For his part, Gjelina owner Fran Camaj is staying clear of the political fray. He didn’t express a preference one way or the other about how the council handled the approvals process.
“Whatever is best for the community,” he said.
Venice remains divided on topics of growth and development, and the council’s Land Use and Planning Committee has drawn criticism by residents who are critical of many larger commercial and residential projects that they claim are pricing others out of the neighborhood.
Change-of-use petitions like the one being sought by Gjelina for its planned Sunset Avenue bakery are very common, but this one appears to have taken on the baggage associated with the wider gentrification debate.
This is also not the first time that Lucks and some members of the Land Use and Planning Committee have clashed over development issues over the past two years.

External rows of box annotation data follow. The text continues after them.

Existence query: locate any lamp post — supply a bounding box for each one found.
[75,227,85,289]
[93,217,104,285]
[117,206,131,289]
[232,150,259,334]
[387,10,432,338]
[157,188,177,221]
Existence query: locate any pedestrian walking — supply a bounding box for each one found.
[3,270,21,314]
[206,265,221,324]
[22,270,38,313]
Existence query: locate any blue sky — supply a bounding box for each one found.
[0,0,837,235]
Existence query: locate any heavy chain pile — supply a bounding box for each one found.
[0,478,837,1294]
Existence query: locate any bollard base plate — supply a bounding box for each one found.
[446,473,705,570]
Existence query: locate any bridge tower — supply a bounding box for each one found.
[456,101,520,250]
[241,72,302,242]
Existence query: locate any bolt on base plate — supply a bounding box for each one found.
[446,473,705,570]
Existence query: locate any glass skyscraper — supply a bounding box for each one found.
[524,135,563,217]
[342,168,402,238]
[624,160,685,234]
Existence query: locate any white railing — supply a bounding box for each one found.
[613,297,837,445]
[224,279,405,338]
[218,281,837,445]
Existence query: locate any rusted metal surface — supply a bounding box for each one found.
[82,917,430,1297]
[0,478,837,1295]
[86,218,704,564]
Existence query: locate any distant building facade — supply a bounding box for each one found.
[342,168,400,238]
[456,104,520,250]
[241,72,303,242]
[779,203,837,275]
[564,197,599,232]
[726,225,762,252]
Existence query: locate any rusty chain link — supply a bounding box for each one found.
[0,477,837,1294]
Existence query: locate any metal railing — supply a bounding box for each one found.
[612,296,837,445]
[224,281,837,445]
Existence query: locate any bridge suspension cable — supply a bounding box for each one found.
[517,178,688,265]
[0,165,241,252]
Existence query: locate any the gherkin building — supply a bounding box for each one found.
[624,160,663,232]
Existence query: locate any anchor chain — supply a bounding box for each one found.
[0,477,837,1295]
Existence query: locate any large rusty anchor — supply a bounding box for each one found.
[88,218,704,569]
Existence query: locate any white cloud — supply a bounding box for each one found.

“There have always been controversial projects in Venice,” Lucks said. “This one, particularly because it came from all directions and there were a lot of strange things going on … it just seemed like the right thing to do to take it out of their hands.”
gary@argonautnews.com
We are so lucky to have the Argonaut’s thorough and regular coverage to the Battle for Venice. There is one important point that Gary Walker’s piece missed. Jim Murez received only 38% of the votes. The vote count was not just 646 for Robin Rudisill and 490 for Jim Murez. There was a third candidate, Monica Ramone, who also opposed continued kow-towing to development, and who received 129 votes even after she withdrew from the race and endorsed Robin.
The people have spoken.
It is wrong to cast the debate over Gjelina II in purely ideological terms as a fight over continued gentrification. For the neighbors who live on the other side of a narrow alley from a retail restaurant / bar / bakery that will be open nineteen hours a day and have an open air patio that abuts the alley, this is a fight about why how their children will get to sleep, and how the adults will get enough rest to go to work in the morning. For the neighbors in tiny homes with no off-street parking, this is a fight about why LUPC isn’t requiring that a 90-seat restaurant will have adequate parking.
The fight is also fueled by the unfortunate neighbors of Gjelina I who complain of the same late night noise and lost parking that will now victimize Gjelina II’s North Veniceneighbors.
Gentrification is a continual issue, but the blithe disregard of Gjelina’s owner Fran Camaj for what is truly “best for the community” has added plenty of fuel to the fire.